Key enhancements include:
1. Extended AI-derived references: QCI Interpret now seamlessly integrates AI-derived references for thousands of additional genes within the clinical genome, augmenting the existing QIAGEN-curated content. This combination of human-certified and AI-derived data streamlines the process of prioritizing, assessing, and evaluating clinically significant genetic variants, equipping diagnostic laboratories with comprehensive and dependable information for handling larger gene panels.
2. Enhanced AI-driven phenotype-based ranking: The software's upgraded functionality significantly improves the precision and efficiency of exome sequencing by more accurately identifying gene mutations associated with diseases. Users now have the capability to filter publications exclusively for phenotype-related references, significantly reducing the time required for reviewing literature during variant classification.

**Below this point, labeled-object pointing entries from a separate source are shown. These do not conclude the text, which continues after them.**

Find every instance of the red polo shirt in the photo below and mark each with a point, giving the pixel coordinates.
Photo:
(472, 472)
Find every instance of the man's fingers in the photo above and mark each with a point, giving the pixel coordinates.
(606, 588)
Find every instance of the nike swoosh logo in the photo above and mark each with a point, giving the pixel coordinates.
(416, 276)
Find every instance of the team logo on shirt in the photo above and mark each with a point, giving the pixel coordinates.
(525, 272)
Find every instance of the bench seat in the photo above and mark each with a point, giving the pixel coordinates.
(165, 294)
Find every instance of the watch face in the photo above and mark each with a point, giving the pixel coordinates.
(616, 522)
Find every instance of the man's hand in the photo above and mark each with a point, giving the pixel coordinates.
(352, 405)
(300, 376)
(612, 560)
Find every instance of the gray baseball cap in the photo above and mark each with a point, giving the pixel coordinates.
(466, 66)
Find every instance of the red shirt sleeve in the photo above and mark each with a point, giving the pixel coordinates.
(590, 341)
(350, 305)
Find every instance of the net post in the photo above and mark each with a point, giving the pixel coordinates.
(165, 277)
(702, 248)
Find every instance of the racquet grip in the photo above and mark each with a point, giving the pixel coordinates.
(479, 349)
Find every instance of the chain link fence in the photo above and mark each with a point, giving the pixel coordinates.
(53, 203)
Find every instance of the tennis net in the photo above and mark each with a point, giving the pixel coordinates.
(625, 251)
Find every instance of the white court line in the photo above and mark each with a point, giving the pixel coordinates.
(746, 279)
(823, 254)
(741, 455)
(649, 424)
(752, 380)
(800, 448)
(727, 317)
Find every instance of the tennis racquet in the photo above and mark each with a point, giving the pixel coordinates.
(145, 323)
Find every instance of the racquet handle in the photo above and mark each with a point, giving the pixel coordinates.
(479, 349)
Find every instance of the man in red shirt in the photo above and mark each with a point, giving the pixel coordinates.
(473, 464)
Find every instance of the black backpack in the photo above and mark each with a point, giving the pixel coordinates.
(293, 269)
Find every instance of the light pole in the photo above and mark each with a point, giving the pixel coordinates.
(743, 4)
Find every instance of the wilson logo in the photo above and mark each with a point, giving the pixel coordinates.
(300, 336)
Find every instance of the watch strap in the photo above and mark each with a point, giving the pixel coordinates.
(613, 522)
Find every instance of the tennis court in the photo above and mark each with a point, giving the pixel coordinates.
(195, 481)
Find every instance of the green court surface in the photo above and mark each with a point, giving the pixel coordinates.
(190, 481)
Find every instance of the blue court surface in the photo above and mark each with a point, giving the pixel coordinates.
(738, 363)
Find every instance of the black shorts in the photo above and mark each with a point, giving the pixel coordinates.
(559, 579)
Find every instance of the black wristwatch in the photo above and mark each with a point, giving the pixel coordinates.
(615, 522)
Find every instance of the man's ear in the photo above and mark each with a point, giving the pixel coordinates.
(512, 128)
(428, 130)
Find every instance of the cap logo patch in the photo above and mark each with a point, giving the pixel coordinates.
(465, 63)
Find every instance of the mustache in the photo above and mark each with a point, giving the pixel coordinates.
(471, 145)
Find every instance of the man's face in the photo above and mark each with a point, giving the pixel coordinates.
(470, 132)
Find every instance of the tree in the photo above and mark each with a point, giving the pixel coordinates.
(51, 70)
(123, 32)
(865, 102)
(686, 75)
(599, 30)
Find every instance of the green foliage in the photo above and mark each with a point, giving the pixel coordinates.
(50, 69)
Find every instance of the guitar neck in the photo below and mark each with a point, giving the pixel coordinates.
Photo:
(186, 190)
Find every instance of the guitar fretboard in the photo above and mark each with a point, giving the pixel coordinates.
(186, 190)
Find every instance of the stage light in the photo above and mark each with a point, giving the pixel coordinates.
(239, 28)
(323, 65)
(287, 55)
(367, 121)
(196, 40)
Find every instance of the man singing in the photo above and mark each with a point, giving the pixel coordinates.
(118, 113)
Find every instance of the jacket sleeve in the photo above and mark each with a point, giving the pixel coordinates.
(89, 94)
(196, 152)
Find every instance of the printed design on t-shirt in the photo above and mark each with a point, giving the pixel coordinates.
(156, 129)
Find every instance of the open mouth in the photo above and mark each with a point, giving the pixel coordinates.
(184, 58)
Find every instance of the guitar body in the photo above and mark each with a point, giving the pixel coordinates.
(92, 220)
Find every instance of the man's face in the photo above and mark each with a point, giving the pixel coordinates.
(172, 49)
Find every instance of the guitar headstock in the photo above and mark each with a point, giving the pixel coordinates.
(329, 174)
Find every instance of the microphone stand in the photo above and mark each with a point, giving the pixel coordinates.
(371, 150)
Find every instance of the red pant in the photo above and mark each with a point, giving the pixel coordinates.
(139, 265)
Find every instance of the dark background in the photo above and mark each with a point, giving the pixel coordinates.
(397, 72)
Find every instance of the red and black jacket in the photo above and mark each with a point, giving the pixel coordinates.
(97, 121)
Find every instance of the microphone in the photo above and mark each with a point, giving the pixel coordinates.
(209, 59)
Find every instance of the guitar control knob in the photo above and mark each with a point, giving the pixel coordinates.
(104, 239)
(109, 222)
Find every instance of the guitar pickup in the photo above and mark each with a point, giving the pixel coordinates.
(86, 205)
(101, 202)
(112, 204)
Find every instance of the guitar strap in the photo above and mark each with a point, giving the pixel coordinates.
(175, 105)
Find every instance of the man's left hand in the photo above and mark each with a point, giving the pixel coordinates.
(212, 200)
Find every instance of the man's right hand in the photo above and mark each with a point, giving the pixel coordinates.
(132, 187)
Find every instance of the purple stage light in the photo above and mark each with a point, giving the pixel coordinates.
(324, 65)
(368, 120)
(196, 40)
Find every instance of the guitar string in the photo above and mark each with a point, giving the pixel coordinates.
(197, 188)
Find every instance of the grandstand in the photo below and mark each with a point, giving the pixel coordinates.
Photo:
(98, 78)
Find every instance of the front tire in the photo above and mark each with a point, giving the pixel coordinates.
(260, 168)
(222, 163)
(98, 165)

3. Improved NGS testing for Oncology: QCI Interpret for Oncology introduces new features, including report revision capabilities, optimized filtering for structural variants, and rapid identification of clinical literature relevant to diseases.

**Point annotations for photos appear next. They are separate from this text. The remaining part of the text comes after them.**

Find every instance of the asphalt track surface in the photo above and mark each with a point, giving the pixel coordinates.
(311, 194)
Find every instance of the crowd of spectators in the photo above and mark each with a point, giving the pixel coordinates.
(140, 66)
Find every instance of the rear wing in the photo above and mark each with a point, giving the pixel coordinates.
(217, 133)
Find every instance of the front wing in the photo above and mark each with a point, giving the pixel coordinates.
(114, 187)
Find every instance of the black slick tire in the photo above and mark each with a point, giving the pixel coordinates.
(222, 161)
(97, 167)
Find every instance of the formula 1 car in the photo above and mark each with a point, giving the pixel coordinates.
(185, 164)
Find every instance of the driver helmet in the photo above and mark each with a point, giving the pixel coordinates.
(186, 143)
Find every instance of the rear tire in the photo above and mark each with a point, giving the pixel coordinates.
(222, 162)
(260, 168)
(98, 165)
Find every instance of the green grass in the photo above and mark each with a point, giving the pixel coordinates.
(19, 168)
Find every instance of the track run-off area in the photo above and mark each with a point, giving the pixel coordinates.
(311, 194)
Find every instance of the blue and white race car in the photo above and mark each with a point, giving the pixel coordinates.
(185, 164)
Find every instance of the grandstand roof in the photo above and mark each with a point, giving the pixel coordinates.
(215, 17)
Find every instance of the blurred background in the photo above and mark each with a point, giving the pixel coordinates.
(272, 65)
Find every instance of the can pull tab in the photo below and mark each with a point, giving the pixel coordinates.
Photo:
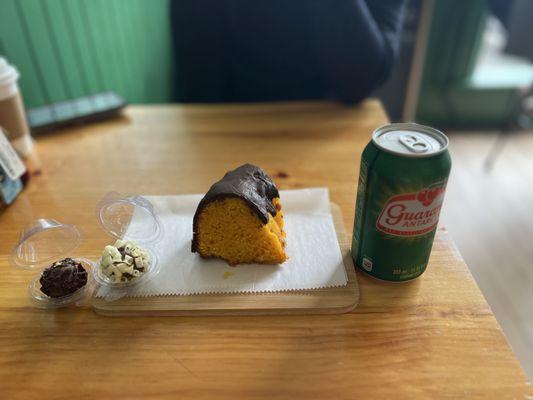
(414, 143)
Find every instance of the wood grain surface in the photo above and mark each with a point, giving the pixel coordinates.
(434, 337)
(332, 300)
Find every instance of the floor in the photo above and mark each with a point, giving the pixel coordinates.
(489, 213)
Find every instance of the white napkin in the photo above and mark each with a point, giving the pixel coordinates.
(315, 259)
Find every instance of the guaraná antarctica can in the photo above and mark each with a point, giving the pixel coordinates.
(402, 180)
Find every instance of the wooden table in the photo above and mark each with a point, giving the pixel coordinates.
(432, 338)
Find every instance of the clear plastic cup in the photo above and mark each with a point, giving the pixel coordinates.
(43, 242)
(134, 218)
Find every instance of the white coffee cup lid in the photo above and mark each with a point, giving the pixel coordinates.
(8, 79)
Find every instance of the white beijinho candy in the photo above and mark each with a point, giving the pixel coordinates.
(124, 261)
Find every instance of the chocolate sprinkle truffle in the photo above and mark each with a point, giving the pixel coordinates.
(62, 278)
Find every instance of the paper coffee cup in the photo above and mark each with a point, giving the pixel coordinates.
(12, 114)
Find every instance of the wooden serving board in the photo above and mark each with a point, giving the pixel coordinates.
(335, 300)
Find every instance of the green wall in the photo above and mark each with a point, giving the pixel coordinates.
(69, 48)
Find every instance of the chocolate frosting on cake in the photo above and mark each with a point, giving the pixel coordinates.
(247, 182)
(63, 278)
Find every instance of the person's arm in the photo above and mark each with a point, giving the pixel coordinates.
(356, 43)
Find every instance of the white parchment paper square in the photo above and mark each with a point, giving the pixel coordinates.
(315, 259)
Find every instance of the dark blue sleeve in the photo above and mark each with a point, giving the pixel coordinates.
(357, 42)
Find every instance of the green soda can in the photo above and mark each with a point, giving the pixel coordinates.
(402, 180)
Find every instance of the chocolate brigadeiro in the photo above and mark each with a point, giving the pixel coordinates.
(247, 182)
(62, 278)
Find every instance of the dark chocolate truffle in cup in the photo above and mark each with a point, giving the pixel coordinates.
(63, 278)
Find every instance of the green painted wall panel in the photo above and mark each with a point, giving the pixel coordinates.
(81, 47)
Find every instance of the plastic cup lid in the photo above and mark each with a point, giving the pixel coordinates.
(115, 214)
(44, 241)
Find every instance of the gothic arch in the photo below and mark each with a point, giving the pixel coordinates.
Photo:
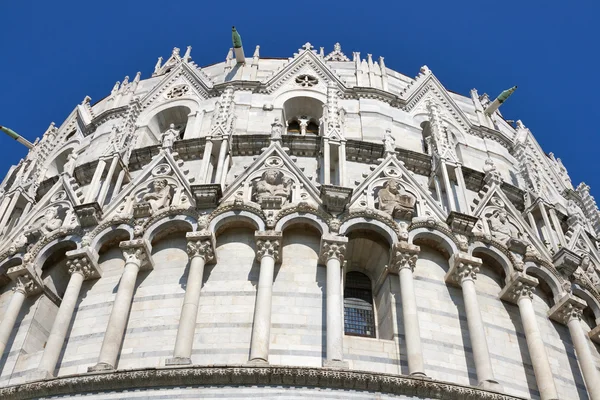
(224, 220)
(110, 233)
(590, 300)
(311, 219)
(502, 259)
(169, 224)
(551, 280)
(439, 238)
(382, 229)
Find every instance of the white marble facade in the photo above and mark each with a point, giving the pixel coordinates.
(201, 232)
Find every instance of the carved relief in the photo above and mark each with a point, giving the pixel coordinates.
(272, 190)
(169, 137)
(396, 201)
(159, 195)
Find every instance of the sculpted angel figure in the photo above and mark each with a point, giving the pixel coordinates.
(272, 184)
(160, 196)
(393, 198)
(502, 229)
(169, 137)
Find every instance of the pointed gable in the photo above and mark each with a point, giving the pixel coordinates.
(487, 210)
(165, 169)
(190, 79)
(426, 87)
(365, 195)
(274, 157)
(305, 62)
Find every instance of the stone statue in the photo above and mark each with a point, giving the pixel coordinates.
(276, 129)
(590, 269)
(394, 200)
(272, 184)
(160, 196)
(69, 166)
(169, 136)
(501, 229)
(389, 143)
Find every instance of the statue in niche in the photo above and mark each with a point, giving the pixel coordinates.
(394, 200)
(169, 137)
(389, 143)
(69, 166)
(276, 129)
(160, 195)
(501, 229)
(271, 185)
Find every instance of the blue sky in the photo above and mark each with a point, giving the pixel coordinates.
(56, 53)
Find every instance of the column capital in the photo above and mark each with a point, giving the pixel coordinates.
(333, 246)
(404, 255)
(138, 252)
(268, 243)
(26, 282)
(463, 267)
(85, 262)
(566, 309)
(201, 244)
(519, 286)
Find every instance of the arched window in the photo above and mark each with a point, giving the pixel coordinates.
(294, 126)
(359, 318)
(312, 128)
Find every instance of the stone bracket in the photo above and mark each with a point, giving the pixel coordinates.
(25, 278)
(88, 261)
(563, 308)
(146, 257)
(335, 198)
(516, 286)
(274, 238)
(89, 214)
(566, 262)
(207, 195)
(462, 223)
(457, 270)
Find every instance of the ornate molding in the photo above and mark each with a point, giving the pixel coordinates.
(333, 247)
(404, 255)
(519, 286)
(268, 243)
(566, 309)
(201, 244)
(246, 376)
(462, 267)
(85, 262)
(137, 251)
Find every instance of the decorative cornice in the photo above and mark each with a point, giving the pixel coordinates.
(333, 247)
(268, 243)
(247, 375)
(404, 255)
(201, 244)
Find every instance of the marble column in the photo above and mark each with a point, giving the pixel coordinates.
(268, 251)
(463, 272)
(106, 184)
(221, 160)
(342, 161)
(568, 311)
(333, 249)
(519, 290)
(326, 162)
(25, 284)
(201, 250)
(205, 161)
(137, 256)
(403, 261)
(95, 184)
(82, 265)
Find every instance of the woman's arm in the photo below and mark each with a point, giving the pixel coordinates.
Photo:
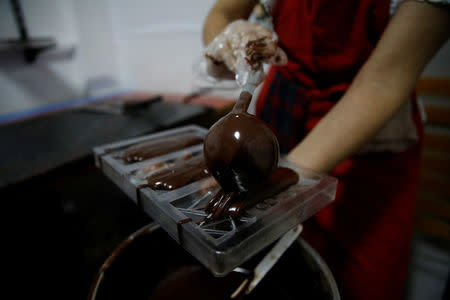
(383, 84)
(224, 12)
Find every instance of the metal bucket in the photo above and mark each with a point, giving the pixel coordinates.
(149, 264)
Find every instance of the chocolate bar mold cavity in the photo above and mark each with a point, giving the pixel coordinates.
(226, 243)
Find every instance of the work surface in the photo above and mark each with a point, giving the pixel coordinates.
(65, 215)
(40, 144)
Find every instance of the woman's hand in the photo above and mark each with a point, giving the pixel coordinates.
(242, 47)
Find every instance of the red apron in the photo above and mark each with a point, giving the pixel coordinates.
(364, 236)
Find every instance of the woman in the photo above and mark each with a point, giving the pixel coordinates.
(344, 104)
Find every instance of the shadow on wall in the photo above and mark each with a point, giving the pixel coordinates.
(51, 78)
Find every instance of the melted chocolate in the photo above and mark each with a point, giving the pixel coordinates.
(182, 173)
(240, 150)
(160, 146)
(232, 204)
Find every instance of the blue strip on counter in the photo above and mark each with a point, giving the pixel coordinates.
(8, 118)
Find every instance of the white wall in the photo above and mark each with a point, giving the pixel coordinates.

Jonathan Sheldon, Senior Vice President of QIAGEN Digital Insights, emphasized the significance of this expansion, particularly given the decreasing costs associated with whole-exome and whole-genome sequencing. Sheldon stated, "By improving QCI Interpret, we are helping researchers tackle this challenge." With additional AI functionalities, the software now encompasses the entire exome. We amalgamate human-curated and AI-derived content to provide our customers with comprehensive, dependable, and precise data. Our solution stands as the pinnacle of quality and comprehensiveness in the clinical NGS reporting landscape."
QCI Interpret has a storied history of combining QIAGEN's expert curation with efficient AI curation, resulting in dependable interpretation and documentation of genetic variants. With over 3.5 million NGS patient tests analyzed and interpreted globally, QCI Interpret is a widely acknowledged platform that facilitates access to clinical data, bolstering confident decision-making in genetic testing.
This expansion further extends the global reach and adoption of QCI Interpret, with notable instances such as its selection by the National Genome Center of Denmark for variant interpretation in oncology genome sequencing. It plays a pivotal role in supporting cancer patients across Denmark with sequence-based solutions.